The Judge noted that although there was no direct evidence of this, it was reasonable to make such an inference given that a memo had been sent to employees in advance of the works. The memo set out that there was asbestos in the materials contained. The Judge said it was a reasonable inference that having undertaken that step, the Defendant would then not ignore any risk of asbestos and engage non-reputable contractors.
This Ground really related to the finding when the ‘dust taste’ in the Deceased’s mouth occurred. The court found that was made after replacement of the non-asbestos containing panels. It was argued that this finding was untenable and unsupported by evidence of fact.
For reasons which are fact specific, the Judge found that this was a reasonable finding for him to make.
This again was a complaint regarding the court’s finding of fact. This was regarding the period of time that the Deceased may have been exposed to asbestos. This was after the work removing the asbestos had been undertaken.
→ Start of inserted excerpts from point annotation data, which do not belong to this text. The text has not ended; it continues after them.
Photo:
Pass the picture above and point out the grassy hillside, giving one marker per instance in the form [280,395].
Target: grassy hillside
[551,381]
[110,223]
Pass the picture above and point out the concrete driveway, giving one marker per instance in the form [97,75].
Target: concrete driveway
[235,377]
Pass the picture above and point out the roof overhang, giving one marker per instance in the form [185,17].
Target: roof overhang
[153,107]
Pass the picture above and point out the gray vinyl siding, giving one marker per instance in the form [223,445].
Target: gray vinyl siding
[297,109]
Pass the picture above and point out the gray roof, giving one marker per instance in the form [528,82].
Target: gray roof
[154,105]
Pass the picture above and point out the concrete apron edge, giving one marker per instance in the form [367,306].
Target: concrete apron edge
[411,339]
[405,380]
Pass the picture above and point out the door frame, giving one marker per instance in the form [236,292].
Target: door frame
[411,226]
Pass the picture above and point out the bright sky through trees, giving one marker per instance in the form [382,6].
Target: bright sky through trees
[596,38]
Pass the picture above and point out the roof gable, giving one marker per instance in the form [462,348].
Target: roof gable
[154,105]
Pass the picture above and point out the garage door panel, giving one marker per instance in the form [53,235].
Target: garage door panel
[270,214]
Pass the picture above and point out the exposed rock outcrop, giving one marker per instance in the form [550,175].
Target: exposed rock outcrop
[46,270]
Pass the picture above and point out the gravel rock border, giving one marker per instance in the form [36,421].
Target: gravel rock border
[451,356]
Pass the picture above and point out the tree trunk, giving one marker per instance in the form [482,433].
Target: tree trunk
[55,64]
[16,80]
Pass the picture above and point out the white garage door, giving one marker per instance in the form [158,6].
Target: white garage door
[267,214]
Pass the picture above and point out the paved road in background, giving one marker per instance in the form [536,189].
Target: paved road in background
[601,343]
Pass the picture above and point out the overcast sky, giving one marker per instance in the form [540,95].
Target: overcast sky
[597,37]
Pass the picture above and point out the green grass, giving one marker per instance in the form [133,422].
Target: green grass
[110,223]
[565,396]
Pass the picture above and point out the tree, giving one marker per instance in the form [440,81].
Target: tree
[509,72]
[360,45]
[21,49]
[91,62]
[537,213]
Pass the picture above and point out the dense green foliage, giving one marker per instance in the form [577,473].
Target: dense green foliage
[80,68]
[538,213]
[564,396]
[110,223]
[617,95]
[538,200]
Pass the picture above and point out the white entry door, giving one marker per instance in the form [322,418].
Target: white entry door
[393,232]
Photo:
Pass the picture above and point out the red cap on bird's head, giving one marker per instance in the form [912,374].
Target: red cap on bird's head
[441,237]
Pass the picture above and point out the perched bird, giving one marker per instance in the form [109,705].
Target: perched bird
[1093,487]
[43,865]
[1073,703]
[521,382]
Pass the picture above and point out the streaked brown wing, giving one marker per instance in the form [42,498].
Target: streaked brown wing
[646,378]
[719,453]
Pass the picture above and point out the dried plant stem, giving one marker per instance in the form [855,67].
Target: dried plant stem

Again it is a finding of fact, without being of general application.
This Ground was that the court had erred in concluding that it was bound by Williams v the University of Birmingham. That is that it had to make a precise finding as to the dose to which the Deceased was exposed.
The Judge noted that Rolls Royce v Cox had set out that the quantitative terms of what is de minimis is a question for a Judge to apply on the facts of the case.
The Judge, therefore, reasonably found that he should make findings as to such a level. The Judge acknowledged that such findings might imprecise, although he noted that the estimates given by the experts for each party were similar in this case.
This was in relation to whether the court’s approach to medical causation was wrong in principle and ‘unworkable’. In short, the Judge found that he had to determine whether the level of exposure gave rise to a material increase in the risk of mesothelioma.
He said that for the reasons set out in his judgment he concluded that any such exposure would not have given rise to a material increase. It was, therefore, de minimis. The Judge noted that the Claimant’s expert had said that such exposure created a ‘very small risk’.
This was a complaint that the court had placed excessive weight on epidemiological evidence. It was said that the court failed to take into account the effect of individual susceptibility.
However, the Judge said that in this Judgment he had heeded caution expressed about reliance on epidemiological evidence. He said that it was reasonable to find that such evidence had a part to play, albeit that it was limited.
This Ground was that the causation test applied by the court meant that the Claimant was not able to establish the cause of the injury on the basis of current medical science, contrary to Fairchild v Glenhaven Funeral Services.
However, the Judge noted that Fairchild required that there to be a material increase in risk. This was different from simply any exposure to asbestos. The Judge reiterated that a material risk would satisfy the Fairchild test of causation, but a de minimis risk does not.
Cumulative Effect/ Other Compelling Reasons
The Judge went on to consider the cumulative effect of the grounds of appeal. He also considered whether there was any other compelling reason, including the wider impact on mesothelioma litigation. However, the Judge concluded that neither of these gave rise to allowing Permission to Appeal.
Clearly this does not alter any of the findings of the Judge since the original decision. It is not known whether the Application will be renewed at the Court of Appeal.